In other words, the mixed theory states that two parents produce offspring with traits that lie between those of the parents. Therefore, the offspring is only an average between the two different characteristics of their parents. As an example to explain this theory, we can consider the crossing of two varieties that produce white and red flowers. When this cross produces offspring of pink color, it shows a mixed heritage. The fusion of inheritance states that descendants are always an intermediate mixture of their parents` characteristics. In contrast, particulate inheritance indicates that the offspring receives discrete units from their parents. Fusion theory is no longer an accepted theory, while particulate heredity is an accepted theory in biology.

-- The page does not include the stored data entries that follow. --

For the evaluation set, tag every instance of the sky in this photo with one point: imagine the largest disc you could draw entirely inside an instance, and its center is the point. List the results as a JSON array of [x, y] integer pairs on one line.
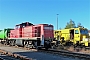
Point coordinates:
[[14, 12]]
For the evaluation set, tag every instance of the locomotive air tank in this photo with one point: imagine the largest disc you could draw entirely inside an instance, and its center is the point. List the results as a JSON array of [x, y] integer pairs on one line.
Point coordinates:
[[4, 33]]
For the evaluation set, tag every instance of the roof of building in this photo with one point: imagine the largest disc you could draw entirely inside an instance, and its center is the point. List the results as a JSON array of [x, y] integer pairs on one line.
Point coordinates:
[[89, 31]]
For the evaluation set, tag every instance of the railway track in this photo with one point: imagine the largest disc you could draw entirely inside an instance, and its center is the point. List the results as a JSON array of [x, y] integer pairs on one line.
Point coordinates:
[[67, 53]]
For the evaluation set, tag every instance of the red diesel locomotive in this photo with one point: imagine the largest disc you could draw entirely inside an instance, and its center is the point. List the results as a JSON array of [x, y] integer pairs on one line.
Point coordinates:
[[29, 35]]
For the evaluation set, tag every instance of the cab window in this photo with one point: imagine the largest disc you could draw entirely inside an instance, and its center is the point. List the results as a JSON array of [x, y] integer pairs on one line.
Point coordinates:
[[76, 32]]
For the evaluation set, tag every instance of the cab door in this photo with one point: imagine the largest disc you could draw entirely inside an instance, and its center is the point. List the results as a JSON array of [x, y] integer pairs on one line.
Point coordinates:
[[76, 35]]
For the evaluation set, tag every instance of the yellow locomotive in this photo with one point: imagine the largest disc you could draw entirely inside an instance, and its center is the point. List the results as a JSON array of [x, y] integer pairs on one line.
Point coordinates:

Genetic variation is inherited and maintained according to particulate inheritance, while genetic variation is not possible according to mixed inheritance. So here is the summary of the difference between fusion and particulate inheritance. All living organisms have a clearly defined cellular architecture controlled by the genes they inherited from their parents. The branch of science that deals with heredity and variation is known as genetics. The history of genes and genetics dates back to Gregor Mendel`s work on pea plants in the nineteenth century.

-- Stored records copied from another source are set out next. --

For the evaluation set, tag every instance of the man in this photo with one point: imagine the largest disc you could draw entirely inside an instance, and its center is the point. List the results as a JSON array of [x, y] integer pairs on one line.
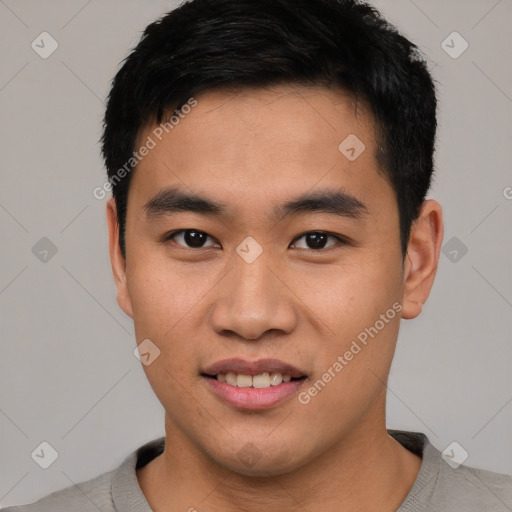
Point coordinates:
[[269, 162]]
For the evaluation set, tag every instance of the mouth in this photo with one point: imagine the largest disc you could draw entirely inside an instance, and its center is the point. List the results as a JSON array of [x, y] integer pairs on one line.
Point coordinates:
[[255, 385], [260, 381]]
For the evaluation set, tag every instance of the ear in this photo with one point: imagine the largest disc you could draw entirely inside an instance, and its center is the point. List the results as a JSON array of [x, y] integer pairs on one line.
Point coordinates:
[[116, 259], [422, 258]]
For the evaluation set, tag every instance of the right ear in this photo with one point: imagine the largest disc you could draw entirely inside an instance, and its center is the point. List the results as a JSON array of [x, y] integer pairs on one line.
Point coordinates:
[[116, 259]]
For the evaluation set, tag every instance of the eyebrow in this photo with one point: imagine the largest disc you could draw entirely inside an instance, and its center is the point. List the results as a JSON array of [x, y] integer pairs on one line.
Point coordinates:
[[336, 202]]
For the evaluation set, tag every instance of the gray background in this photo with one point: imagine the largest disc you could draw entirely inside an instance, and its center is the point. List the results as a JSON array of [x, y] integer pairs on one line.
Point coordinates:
[[68, 375]]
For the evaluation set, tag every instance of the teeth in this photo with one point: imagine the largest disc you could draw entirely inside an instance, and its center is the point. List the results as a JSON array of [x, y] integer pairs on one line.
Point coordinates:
[[261, 381]]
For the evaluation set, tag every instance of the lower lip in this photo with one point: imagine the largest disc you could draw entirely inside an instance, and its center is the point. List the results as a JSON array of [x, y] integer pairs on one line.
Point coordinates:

Before Mendel`s work, pangenesis and the mixture of heredity theories were the accepted theories in the biological world to explain heredity in living organisms, but Mendel`s work explained heredity on the basis of scientific experiments. He is honored with the title of “Father of Genetics.” He observed that various characteristics such as size, flower color, etc. are controlled by the particulate matter in the cell, which he called factors.